直木賞作家サスペンス『影の殺意』

■1989年に放映された関西テレビ製作による直木賞作家サスペンスの一編。原作は結城昌治の同名小説で、脚本は斉藤博、監督は中原俊という異色作。当時、斉藤博と中原俊にっかつロマンポルノの末期に新風を巻き起こした若手でした。でも本作は東映製作ですね。

田中美佐子布施博高橋ひとみが三角関係でぐずぐずしているところがいかにもロマンポルノタッチで、かなりネチネチと描く。台詞の切れ味のよさは斉藤博の持ち味だろう。ところが高橋ひとみが盲腸を拗らせて死亡するという展開に無理があり、救急車を呼べない理由が何かいるよね、普通。さらにその背後には、娘の三角関係に自分の過去の嫉妬を重ねて心配する母親(岩崎加根子)、さらに一物ありそうな父親(加藤武)という胡乱な存在が絡んで、実は未必の故意による犯罪だったのかも?という微妙な影を投げかける。サスペンスといっても犯罪ドラマではなく、心理サスペンスに属するだろう。

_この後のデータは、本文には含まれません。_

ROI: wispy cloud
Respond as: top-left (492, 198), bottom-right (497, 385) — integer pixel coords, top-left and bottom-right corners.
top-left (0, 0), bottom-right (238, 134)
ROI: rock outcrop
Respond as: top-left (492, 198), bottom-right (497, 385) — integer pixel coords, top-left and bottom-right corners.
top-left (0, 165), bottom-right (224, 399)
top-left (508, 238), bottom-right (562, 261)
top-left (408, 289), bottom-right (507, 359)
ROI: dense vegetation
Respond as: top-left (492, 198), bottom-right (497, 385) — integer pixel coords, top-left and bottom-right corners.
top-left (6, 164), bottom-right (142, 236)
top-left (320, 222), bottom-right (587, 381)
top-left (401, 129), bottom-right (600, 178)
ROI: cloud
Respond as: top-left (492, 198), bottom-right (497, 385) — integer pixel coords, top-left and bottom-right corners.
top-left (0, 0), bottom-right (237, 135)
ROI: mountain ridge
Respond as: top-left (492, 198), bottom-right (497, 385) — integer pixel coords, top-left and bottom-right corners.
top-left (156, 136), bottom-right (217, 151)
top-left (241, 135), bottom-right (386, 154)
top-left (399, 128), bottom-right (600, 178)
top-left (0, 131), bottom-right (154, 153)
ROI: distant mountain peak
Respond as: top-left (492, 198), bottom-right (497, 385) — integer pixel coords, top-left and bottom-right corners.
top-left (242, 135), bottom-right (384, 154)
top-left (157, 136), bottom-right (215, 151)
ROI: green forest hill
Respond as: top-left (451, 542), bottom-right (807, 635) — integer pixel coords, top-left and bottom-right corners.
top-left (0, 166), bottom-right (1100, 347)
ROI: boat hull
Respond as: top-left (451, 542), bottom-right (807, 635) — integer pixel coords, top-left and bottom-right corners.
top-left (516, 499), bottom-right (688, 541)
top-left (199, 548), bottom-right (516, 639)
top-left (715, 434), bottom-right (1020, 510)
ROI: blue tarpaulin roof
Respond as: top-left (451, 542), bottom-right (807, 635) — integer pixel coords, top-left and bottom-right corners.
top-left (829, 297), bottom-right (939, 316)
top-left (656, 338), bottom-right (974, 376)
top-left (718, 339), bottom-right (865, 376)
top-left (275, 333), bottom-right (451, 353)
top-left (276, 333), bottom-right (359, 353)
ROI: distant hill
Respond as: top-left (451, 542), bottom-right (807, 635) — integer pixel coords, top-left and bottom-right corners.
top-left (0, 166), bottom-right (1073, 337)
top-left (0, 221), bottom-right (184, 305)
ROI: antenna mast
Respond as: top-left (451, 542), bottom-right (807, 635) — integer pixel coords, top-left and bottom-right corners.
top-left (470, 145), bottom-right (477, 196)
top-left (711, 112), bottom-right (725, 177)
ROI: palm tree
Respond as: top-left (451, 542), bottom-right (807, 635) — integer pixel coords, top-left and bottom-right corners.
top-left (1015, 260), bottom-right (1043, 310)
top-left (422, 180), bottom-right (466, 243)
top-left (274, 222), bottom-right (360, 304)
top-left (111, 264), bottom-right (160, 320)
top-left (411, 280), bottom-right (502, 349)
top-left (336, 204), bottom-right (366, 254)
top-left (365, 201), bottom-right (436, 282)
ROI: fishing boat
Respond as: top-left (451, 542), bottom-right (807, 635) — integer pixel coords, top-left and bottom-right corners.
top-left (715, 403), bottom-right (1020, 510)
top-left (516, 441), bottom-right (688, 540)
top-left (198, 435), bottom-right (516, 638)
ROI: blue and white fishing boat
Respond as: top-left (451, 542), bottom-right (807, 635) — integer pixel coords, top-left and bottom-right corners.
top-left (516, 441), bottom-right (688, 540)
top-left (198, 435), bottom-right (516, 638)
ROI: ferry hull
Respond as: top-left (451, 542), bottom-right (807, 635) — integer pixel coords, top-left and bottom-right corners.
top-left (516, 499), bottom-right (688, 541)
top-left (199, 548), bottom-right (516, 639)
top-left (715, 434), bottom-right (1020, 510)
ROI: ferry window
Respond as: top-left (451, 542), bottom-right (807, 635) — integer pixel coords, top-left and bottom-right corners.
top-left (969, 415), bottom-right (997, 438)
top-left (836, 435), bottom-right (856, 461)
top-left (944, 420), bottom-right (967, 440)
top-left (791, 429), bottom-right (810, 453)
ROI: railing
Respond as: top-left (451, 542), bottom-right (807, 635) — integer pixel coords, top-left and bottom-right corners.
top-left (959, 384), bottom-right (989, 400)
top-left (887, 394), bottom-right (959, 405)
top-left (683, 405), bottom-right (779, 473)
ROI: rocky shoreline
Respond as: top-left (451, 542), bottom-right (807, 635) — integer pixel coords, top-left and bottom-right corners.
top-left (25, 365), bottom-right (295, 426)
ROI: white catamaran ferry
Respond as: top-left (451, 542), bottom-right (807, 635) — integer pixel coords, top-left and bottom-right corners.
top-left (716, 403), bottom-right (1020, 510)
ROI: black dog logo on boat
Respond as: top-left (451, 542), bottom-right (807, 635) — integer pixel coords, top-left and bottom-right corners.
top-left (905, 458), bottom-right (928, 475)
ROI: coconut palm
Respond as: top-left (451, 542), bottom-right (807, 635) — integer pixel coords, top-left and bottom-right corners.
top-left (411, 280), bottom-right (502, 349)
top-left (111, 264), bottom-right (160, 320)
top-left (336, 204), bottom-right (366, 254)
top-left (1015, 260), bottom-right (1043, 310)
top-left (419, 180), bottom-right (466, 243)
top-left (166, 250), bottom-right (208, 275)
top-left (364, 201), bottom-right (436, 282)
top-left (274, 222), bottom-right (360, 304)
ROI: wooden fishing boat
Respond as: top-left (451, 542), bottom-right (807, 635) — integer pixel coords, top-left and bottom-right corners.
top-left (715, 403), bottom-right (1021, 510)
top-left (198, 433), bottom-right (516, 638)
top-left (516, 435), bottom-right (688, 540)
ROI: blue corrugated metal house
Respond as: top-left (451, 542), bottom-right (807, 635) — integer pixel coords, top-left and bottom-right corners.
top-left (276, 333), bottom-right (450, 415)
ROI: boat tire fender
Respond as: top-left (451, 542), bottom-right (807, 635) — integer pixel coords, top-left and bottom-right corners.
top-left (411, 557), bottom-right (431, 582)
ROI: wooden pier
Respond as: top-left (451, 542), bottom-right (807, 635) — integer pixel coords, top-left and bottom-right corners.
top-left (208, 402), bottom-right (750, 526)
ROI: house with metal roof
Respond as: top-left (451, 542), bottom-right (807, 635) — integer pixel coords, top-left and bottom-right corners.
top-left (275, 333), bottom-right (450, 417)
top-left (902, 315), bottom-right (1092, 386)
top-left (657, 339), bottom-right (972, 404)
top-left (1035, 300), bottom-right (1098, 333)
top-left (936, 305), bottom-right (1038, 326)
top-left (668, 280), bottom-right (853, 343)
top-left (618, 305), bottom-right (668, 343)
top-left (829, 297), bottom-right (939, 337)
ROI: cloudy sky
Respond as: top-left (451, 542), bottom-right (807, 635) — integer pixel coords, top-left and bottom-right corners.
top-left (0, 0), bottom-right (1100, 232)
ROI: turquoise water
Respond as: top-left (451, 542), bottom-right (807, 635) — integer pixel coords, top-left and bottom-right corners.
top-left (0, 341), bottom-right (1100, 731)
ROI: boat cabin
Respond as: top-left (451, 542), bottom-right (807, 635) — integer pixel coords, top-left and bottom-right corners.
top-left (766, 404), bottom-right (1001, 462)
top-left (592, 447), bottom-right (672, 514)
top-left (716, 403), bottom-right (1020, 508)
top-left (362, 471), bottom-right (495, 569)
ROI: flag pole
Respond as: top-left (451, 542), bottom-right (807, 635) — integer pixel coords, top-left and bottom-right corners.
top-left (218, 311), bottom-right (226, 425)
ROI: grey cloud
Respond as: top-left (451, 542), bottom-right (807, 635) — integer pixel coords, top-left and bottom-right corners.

■どの程度原作通りなのか興味深いところだが、非常に濃厚で見ごたえのある1時間ドラマで堪能した。高橋ひとみが非常に良く、割り切った都会の女として三角関係を楽しむようでいて、激しい嫉妬を秘めながら、自分でも認めたくないという複雑で狂気にも近い心情をリアルに演じている。脚本の良さと演出の頼もしさがよくわかる佳作。



参考

原作小説はすでに入手困難な模様。図書館で借りて読むのが確実なようです。